Cinema

Lubo, Giorgio Diritti racconta la terrificante pulizia etnica in Svizzera fino al 1972. Nel cast Franz Rogowski

di Davide Turrini

“Ho visto anche degli zingari felici”. A guardar bene Lubo, il quinto lungometraggio in 18 anni di Giorgio Diritti, in Concorso a Venezia 80, ti accorgi che non sembra un film “alla Diritti”. Prima un trauma individuale, poi un decisivo scambio d’identità, infine uno stringato j’accuse politico prendono una strada piuttosto differente rispetto alla tensione dialettica tra spirito e materia dei precedenti film del regista bolognese. Lo sguardo di Diritti accompagna la fuga di Lubo Moser (Franz Rogowski, attore spontaneamente sdoppiabile), uno jenisch o zingaro bianco, saltimbanco con moglie, figli, carrozze e animali che nel 1939 viene chiamato a difendere il confine svizzero dalla possibile invasione nazista. Abbandonati i suoi familiari, disperso a fare da piantone in un imbiancato paesino di montagna, Lubo viene a sapere che la moglie è stata uccisa dai gendarmi. Questi le hanno strappato i figli per poi farli rieducare in quello che diventerà un tentativo eugenetico di pulizia etnica denominato Kinder der landstrasse. Lubo farà di tutto per ritrovarli anche commettendo un omicidio e rubando. Ed è proprio in questa nuova casuale condizione di uomo ricchissimo (“ne ha per sopravvivere bene per il resto dei suoi giorni”), tutto salotti, cene e incontri nell’alta società di Zurigo, Bellinzona e poi nell’italiana Verbania (a proposito: gran lavoro di location altro che Ferrari di Mann) come generoso uomo d’affari in oggetti preziosi, che il protagonista invece dello struggersi classico dei dropout dirittiano, si trova parecchio a suo agio.
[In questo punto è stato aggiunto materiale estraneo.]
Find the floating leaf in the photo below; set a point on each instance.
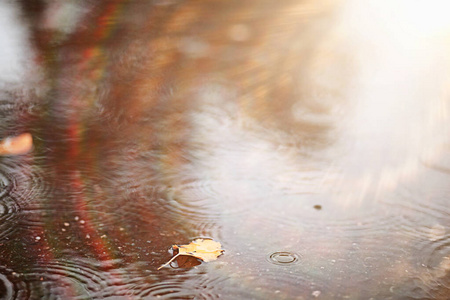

Animalesco, irrequieto, finemente magico, Lubo in elegante giacca e cravatta fa strage di cuori e (altra novità nel cinema di Diritti) consuma rapporti carnali lasciando una scia di amanti di ogni età e ceto sociale – da ricche signore a cameriere – straziate nell’anima. Va anche detto che in un film di tre ore abbondanti, il blocco dello scambio d’identità arriva dopo non tanto e dura parecchio, un’oretta e qualcosa di più, diventando centrale e centripeto per l’economia dell’opera fiume. In certi momenti ti dimentichi quasi che Lubo stia disperatamente cercando tracce dei suoi figli, spacciandosi per benefattore di istituti scolastici privati dove potevano essere stati deportati. E questo non è necessariamente un male, anzi. Diritti affronta il blocco centrale di Lubo con puntuale maestria tecnica, in modo esteticamente aggraziato, non cambiando mai passo sì, ma lasciando che l’alone di mistero attorno all’identità fittizia del protagonista diventi sempre più flebile e sottile. A quel punto quando l’epopea dello zingaro iroso ma comunque un po’ felice sembra chiudersi (qualcuno pare riconoscerlo, un rapporto di sesso diventa di grande amore) ecco che giunge un lungo finale, finanche precipitoso, dove si spinge in superficie il dato storico da stigmatizzare. È qui che Lubo funziona meno. Sembra un paradosso: chissà magari con mezz’ora in più di girato, quasi quattro ore di film, con qualche vuoto e silenzio in più, si sarebbe sentito meno lo scarto. Ad ogni modo nel finale emergono i dettagli reali della terrificante pulizia etnica compiuta da uno stato democratico come quello svizzero tra gli anni trenta e il 1972: probabilmente 2000 bambini tolti alle coppie jenisch per essere rieducate in collegi, poi adottati non senza episodi tragici di fuga, violenza e pedofilia.